43Der Gesetzgeber ist offenbar davon ausgegangen, dass in bestimmten Fällen der Altersvorsorgeverträge statt einer Verrentung eine Teil-/Kapitalisierung bzw. eine Komplettabfindung bei einer Kleinbetragsrente spezieller Regelungen bedurfte, um die Rückzahlung von staatlichen Zulagen und gewährten Sonderausgaben auf gefördertes Altersvorsorgevermögen zu vermeiden. Wäre die Teil-/Kapitalisierung eine nur im Einzelfall vorkommende Variante der Beendigung eines Altersvorsorgevertrages, hätte es einer gesetzlichen Regelung hierzu nicht bedurft. Für den Gesetzgeber hätte jedenfalls kein Anlass bestanden, die Konsequenzen für bestimmte sogenannte unschädliche Verwendungen zu regeln, wenn diese nur im Einzelfall, also nicht typischerweise auftreten würden. Der gesetzgeberische Zweck der Förderung von Altersvorsorgevermögen würde durch Kapitalisierung im Einzelfall nicht infrage gestellt.

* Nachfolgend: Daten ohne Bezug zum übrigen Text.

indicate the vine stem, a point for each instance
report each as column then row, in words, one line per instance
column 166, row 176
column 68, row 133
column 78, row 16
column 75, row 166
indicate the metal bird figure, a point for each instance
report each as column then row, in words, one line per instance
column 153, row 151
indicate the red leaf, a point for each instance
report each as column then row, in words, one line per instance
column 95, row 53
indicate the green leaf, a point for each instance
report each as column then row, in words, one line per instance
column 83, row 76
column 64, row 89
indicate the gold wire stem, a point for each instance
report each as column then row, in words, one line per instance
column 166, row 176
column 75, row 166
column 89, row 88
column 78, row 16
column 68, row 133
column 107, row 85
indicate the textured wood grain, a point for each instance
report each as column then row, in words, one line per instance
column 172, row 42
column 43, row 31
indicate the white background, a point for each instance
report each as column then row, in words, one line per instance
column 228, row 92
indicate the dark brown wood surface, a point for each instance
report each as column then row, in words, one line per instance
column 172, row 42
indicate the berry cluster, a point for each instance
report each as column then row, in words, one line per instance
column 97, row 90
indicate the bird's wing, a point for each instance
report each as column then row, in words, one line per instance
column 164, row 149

Dies wäre aber der Fall, wenn eine Vielzahl von Rentnern die Förderung ihres Altersvorsorgevermögens schon aufgrund geringfügiger Kapitalauszahlungen im Sinne des § 1 Abs. 1 Nr. 4 AltZertG oder § 93 Abs. 3 EStG verlieren würden, sodass unter Berücksichtigung des gesetzgeberischen Zwecks Bedarf für die Regelung einer unschädlichen Verwendung bestand.

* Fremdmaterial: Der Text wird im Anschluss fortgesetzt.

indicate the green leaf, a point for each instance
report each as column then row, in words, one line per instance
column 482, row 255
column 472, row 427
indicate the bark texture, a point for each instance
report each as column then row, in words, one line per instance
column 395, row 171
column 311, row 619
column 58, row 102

44Dass viele Inhaber eines Altersvorsorgevertrages von der vom Gesetzgeber als zulagenunschädlich ermöglichten Teil-/Kapitalisierung Gebrauch gemacht haben in dem laut BFH hier maßgeblichen Zeitraum 2005-2017, wird bestätigt durch das im Rahmen der stichprobenweisen Befragung diverser „Organisationen“ durch das FG Berlin-Brandenburg bekannt gewordene Zahlenmaterial.
45So hat der Anbieter 2 angegeben, dass es im Zeitraum 01.05.2005 bis zum 31.12.2017 bei 20.872 Riesterkunden von insgesamt 26.439 Altersvorsorgeverträgen zur vollständigen oder teilweisen Auszahlung gekommen sei, das heißt bei rund 79 % der Altersvorsorgeverträge.

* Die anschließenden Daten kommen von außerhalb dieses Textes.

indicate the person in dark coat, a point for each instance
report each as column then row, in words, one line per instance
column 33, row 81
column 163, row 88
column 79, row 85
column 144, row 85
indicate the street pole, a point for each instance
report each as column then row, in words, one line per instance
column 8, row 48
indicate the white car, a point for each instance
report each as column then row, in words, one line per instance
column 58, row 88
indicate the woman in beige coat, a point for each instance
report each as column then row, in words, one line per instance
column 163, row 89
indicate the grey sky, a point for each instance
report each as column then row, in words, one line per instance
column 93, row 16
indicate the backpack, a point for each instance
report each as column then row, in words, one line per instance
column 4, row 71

46Anbieter 4 hat angegeben, dass bei insgesamt 48.097 Altersvorsorgeverträgen 26.808 vollständig kapitalisiert worden seien, also ca. 58 % und 6.753 Verträge, also 14 %, mit 30 % des Kapitals förderunschädlich kapitalisiert worden seien; nur 14.536 Verträge, das heißt 30 %, seien vollständig verrentet worden.
47Der Anbieter 5 lieferte detaillierte Angaben dahingehend, dass von 52.654 Verträgen 31.029 Verträge = 58,93 % ganz oder teilweise kapitalisiert worden seien (16.660 = 31,64 % ganz, 14.369 = 27,29 % teilweise).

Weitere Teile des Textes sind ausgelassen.